I have enjoyed horse races at Phu Tho for many years,” Ly Chanh Tin, a regular, says. “The atmosphere at Phu Tho recently became even more exciting partly thanks to stronger ‘racers’ imported from Australia.”
Apart from getting some new horses to make the betting, more thrilling, the course’s facilities of Vietnam’s first horse race course have been also upgraded.
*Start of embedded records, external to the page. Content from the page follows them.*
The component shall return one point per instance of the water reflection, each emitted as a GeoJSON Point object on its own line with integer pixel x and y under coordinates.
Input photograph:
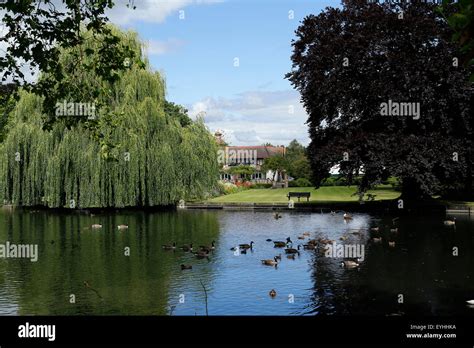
{"type": "Point", "coordinates": [92, 265]}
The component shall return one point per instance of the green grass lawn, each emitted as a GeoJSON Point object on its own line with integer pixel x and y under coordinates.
{"type": "Point", "coordinates": [323, 194]}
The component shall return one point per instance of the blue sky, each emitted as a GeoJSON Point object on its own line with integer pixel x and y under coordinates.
{"type": "Point", "coordinates": [197, 45]}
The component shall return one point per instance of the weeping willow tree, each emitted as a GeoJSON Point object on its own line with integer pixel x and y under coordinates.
{"type": "Point", "coordinates": [131, 154]}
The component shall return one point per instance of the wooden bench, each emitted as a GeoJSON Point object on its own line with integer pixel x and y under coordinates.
{"type": "Point", "coordinates": [299, 195]}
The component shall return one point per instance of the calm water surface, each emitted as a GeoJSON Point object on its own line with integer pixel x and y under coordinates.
{"type": "Point", "coordinates": [421, 267]}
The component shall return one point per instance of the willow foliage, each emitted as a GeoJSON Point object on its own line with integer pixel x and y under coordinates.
{"type": "Point", "coordinates": [134, 154]}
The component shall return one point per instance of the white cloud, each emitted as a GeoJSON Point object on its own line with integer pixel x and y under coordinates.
{"type": "Point", "coordinates": [256, 117]}
{"type": "Point", "coordinates": [159, 47]}
{"type": "Point", "coordinates": [151, 11]}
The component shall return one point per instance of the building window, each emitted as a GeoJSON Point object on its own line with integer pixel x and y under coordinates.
{"type": "Point", "coordinates": [225, 176]}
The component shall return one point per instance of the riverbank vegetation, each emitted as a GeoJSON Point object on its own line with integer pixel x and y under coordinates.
{"type": "Point", "coordinates": [322, 194]}
{"type": "Point", "coordinates": [132, 153]}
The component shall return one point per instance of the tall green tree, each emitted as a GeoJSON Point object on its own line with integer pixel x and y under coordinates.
{"type": "Point", "coordinates": [460, 16]}
{"type": "Point", "coordinates": [145, 157]}
{"type": "Point", "coordinates": [350, 62]}
{"type": "Point", "coordinates": [298, 162]}
{"type": "Point", "coordinates": [36, 33]}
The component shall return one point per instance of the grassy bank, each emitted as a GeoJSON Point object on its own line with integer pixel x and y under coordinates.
{"type": "Point", "coordinates": [331, 194]}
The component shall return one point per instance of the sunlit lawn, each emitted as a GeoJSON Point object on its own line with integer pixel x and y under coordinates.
{"type": "Point", "coordinates": [323, 194]}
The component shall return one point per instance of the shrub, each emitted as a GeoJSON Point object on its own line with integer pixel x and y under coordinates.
{"type": "Point", "coordinates": [261, 186]}
{"type": "Point", "coordinates": [303, 182]}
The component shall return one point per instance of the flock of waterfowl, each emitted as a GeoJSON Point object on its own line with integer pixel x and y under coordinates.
{"type": "Point", "coordinates": [317, 245]}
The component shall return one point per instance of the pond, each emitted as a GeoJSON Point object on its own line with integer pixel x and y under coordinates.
{"type": "Point", "coordinates": [109, 271]}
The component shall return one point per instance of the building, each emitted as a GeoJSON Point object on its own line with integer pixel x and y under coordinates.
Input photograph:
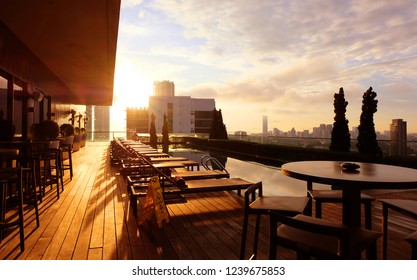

People can now sit in V.I.P. rooms, and entrance tickets are sold with computers.
Phu Tho deputy director Hsu King Hoe, who has managed a big racing stadium in Malaysia for 30 years, says there are three types of bets in Phu Tho.
You can either place a bet on the horse that you think will win (WIN), bet on the horses that you think will come first and second (EXA) or bet on the horses that you think will come first, second and third (TRI).
Each betting ticket costs VND 10,000. There is no restriction as to how many tickets you can buy. And the more people join the betting, the more exciting it is because more money can be won, Tin says.
While many Vietnamese who are known to have a soft spot for betting flock to the race course to multiply their money, some foreigners prefer watching the races over betting.
“I pay VND 100,000 a ticket to sit in the V.I.P section of the racecourse,” Nick Page, a Russian tourist, says. “From there, I can clearly observe the skilful professional jockeys from Malaysia, while snacking on Asian and Western dishes and sipping coffee. The service is good.”
Among the regular visitors from various nationalities, some businessmen from the United States, Britain, Singapore, Taiwan, Macao and Hong Kong come to enjoy the races.
Races take place from noon to 5 p.m. on Saturday and Sunday. Admission is VND 5,000. V.I.P rooms cost VND 50,000 and VND 100,000.
Phu Tho was set up in 1932. Racing there stopped in 1975 but restarted in 1989.
Despite renovations, Phu Tho has retained its ancient French-style structure, revealing the stadium’s roots. Its first owner, Lozenki Gayllet De Montbeziat, was French.
Head of the Saigon Horse Racing Association, Montbeziat borrowed money from the at-that-time Indochina Bank to build a 48-hectare racing stadium, naming it Phu Tho.
At that time, not only French residents, but Vietnamese and Vietnamese Chinese businessmen frequented the course. Some Saigonese locals also visit.